The recommended treatment for high-risk non-muscle invasive bladder cancer (NMIBC) patients is intravesical Bacillus Calmette-Guérin (BCG) instillations, yet only 50% of patients benefit from BCG therapy. Risk stratification is based on clinicopathological characteristics. Molecular features of BCG treatment failure is understudied. We aimed to improve risk stratification of high-risk NMIBC and identify molecular correlates of treatment failure by whole transcriptome analysis.

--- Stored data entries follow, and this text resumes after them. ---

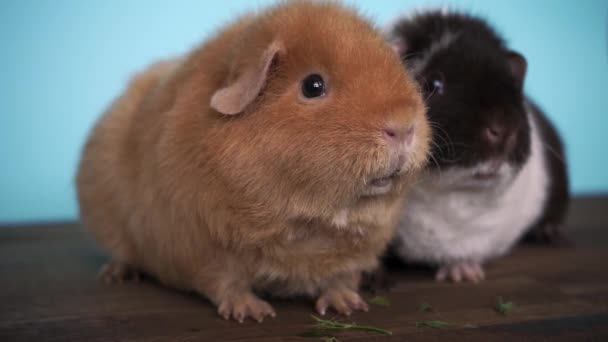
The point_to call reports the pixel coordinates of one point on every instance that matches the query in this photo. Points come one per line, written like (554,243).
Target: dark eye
(437,87)
(313,86)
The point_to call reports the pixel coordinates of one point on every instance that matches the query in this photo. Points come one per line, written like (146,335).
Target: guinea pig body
(497,167)
(259,163)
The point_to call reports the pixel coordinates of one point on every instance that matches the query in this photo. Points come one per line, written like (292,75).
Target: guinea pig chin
(387,179)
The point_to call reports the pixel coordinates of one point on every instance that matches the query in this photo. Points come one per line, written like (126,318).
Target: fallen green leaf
(432,324)
(324,324)
(380,300)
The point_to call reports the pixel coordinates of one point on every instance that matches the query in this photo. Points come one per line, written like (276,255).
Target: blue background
(63,61)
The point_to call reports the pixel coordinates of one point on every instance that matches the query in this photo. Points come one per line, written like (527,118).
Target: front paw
(343,301)
(240,307)
(461,271)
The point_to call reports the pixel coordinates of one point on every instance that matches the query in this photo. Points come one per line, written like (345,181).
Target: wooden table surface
(49,292)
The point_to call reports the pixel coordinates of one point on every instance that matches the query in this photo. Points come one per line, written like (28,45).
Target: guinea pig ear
(243,90)
(518,65)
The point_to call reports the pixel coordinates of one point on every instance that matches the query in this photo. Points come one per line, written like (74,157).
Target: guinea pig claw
(241,307)
(343,301)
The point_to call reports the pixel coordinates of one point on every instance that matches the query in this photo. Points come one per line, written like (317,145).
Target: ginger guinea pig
(270,160)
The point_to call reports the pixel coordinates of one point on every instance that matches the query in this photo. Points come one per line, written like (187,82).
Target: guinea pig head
(474,94)
(316,112)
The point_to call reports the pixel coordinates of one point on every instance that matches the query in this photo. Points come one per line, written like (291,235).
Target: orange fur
(225,205)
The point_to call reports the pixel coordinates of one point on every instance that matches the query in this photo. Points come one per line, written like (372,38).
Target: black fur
(482,88)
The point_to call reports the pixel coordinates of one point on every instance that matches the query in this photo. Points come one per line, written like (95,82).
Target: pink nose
(400,134)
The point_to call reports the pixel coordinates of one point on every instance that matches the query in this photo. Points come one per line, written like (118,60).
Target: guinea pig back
(271,159)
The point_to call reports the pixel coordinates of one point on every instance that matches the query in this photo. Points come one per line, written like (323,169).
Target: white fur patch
(450,216)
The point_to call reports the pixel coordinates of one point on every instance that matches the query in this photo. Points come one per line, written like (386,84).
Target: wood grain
(49,292)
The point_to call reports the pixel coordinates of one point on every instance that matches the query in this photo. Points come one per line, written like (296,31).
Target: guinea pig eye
(437,86)
(313,86)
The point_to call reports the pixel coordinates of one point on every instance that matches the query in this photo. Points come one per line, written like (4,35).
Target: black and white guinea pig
(497,170)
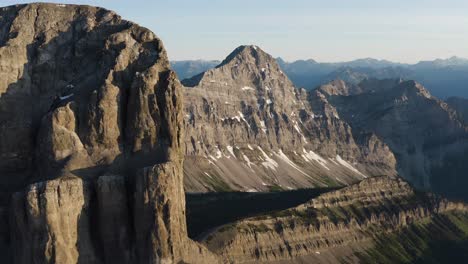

Tumors from primary high-risk NMIBC patients treated with BCG were centrally reviewed by a uropathologist. Cohort A consisted of n=132 BCG-naïve tumors (n=69 non-responders vs n=63 responders) and n=44 matching post-BCG recurrences. RNA-sequencing was performed on RNA isolated from paraffin embedded tumor tissue containing >80% cancer cells. The primary end point was progression-free survival (PFS), defined as time from diagnosis until muscle-invasive or (lymph node) metastatic disease. Consensus clustering was used to identify molecular subtypes. Next, to investigate the subtypes associated with PFS, differential expression, pathway, immune deconvolution and regulon analyses were performed. Finally, findings were validated in an independent Cohort (B), which consisted of n=151 BCG-naïve tumors.
Analysis of RNA-sequencing data revealed three BCG response subtypes (BRS). In multivariable analysis, patients with BRS3 tumors had reduced PFS (Cohort A, p<0.01) as compared to patients with BRS1/2 tumors. BRS3 tumors expressed high EMT-basal markers and had an immunosuppressive profile, which was confirmed with spatial proteomics (T regs, Macrophages). The correlation of BRS subtypes with PFS was validated in Cohort B. The BRS stratification improved current recommended risk stratification, which is based on clinicopathological variables. A commercially approved qPCR based assay (Philips OncoSignal®) identified BRS3 tumors with high accuracy (AUROC 0.87), paving the way for routine clinical application. Tumors which recurred post-BCG were highly enriched for the BRS3 subtype. Several BRS3 druggable regulators (TGFβ, DDR2 etc.) implicated in resistance to checkpoint inhibitors were identified and serve as attractive candidate molecular targets for novel treatments in patients that do not respond to BCG.
Molecular subtyping identified tumors from high-risk NMIBC patients with an aggressive phenotype and a poor response to BCG. Our findings provide a clinical tool for improved identification of high-risk NMIBC patients at high risk of progression, which can be used to select patients for early radical cystectomy or to develop novel subtype-directed therapies.